I just received a sample and did not like the scent either.


----------



## TVivian (Sep 20, 2013)

I got this one as a sample as well. It smells super sweet with sort of a fermented undertone (like wine maybe) it doesn't smell holiday at all and I don't think adding peppermint would help. I was actually going to try and duplicate the "candy land" soap I saw on here... For my kids. Because it really smells like a kids fragrance to me. 


Sent from my iPhone using Soap Making


----------



## OliveOil2 (Sep 20, 2013)

I know that you are specifically interested in this FO, but I wanted to mention that Purely Peppermint from WSP has the candy cane smell. The strangest thing though is every time I mix this FO with essential oils they stick like crazy, and I use lots of citrus.
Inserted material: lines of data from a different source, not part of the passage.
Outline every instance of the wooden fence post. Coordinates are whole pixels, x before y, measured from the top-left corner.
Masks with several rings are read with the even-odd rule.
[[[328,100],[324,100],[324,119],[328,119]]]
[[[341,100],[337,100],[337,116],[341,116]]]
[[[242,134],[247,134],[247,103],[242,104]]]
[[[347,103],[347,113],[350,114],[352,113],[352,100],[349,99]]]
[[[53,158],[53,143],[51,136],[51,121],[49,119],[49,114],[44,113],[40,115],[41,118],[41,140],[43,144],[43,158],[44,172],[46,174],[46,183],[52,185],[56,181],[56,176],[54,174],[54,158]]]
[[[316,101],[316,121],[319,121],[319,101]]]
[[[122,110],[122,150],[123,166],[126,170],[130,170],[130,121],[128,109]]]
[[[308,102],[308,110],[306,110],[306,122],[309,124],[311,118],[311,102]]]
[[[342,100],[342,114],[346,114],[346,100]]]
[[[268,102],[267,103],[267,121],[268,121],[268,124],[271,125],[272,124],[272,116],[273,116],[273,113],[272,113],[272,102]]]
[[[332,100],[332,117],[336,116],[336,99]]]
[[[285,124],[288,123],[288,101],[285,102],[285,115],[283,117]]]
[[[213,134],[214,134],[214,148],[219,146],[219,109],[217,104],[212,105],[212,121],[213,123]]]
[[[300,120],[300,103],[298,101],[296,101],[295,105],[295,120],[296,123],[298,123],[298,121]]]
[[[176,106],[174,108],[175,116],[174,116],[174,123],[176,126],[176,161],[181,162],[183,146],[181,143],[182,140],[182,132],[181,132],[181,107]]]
I have some on the curing rack that is about 4 weeks into the cure and it is very strong. Sorry to be off topic, but I love this effect!


----------



## Moonblossom (Sep 22, 2013)

I used it in wax tarts and love the smell, I colored it red and so far it's been great I might buy a small amount to try in a small batch of CP soap and see how it goes..


----------



## PinkCupcake (Sep 22, 2013)

I got some with an order, but my bottle is only 1/2 full, so I don't have enough to make even a small 2-lb batch. I think it would be great with a little peppermint added in.


----------



## falldowngobump (Sep 22, 2013)

I just got an order yesterday from BB and I got a sample bottle of it too.  Like Pink, my bottle was 1/2 full.....it smells like wine to me.  I think if I use it, I will mix with something, peppermint would be great.


----------



## paillo (Sep 27, 2013)

Me too, got a little sample bottle and don't like the scent. Blending with peppermint EO or FO is a brilliant idea though.

I also got two loofah samples, and am way excited about them! I'm growing them in the garden this year, but they won't be mature for at least another month. Yeehah, I foresee a batch of embedded M&P!


----------



## eyeroll (Oct 27, 2013)

I finally soaped with this. I also had a small, half-full bottle I used in a 2 lb. batch, so I was hoping it would be a lightly scented batch. 

....No. It's still quite strong. I did not like this OOB and it's only slightly less offensive in the soap. Hopefully it mellows out during the cure, but right now I'm not a fan. I'm hoping my 13 year old niece will like it; it seems like a kid's fragrance to me. 


Sent from my iPhone using Soap Making


----------



## Jeanea (Mar 5, 2014)

I hated this oob when I got my sample of it. I used it to make some body butter and tested a deodorant recipe and liked it better. The unrefined butter toned it down, but yes this is a strong scent with staying power.


----------



## Lilahblossom (Mar 6, 2014)

*Love this fo*

This is the only fragrance that was so wonderful in the soap that I took a bar at two days to the shower.
Just beautiful. You can't tell from oob.


----------



## Numbers (Mar 6, 2014)

I got a sample of that fragrance too and OOB I didn't like it. After soaping with it I had mixed feelings on it as it was so strange smelling. But it got better with cure and all the samples I gave out were actually a hit and I was asked to make more. I prefer NG jammin rock candy better though.


----------



## AnnaMarie (Mar 6, 2014)

I thought it smelled like cough syrup when I got it, and I didn't like it:thumbdown::thumbdown:  That being said I used it in some bath bombs and body powder with no issues. It smelled a little better when used in products, but I still didn't like it enough that I'll order it.
Cheers!
Anna Marie


----------



## littlepaperstars (Mar 19, 2014)

I love this fo, sad to see others don't


----------



## Jeanea (Mar 20, 2014)

My son came to me yesterday about this scent in the body butter I made. The girls at school say he smells like Christmas. He's mommy's tester.... lol. I may order it again later in the year.


----------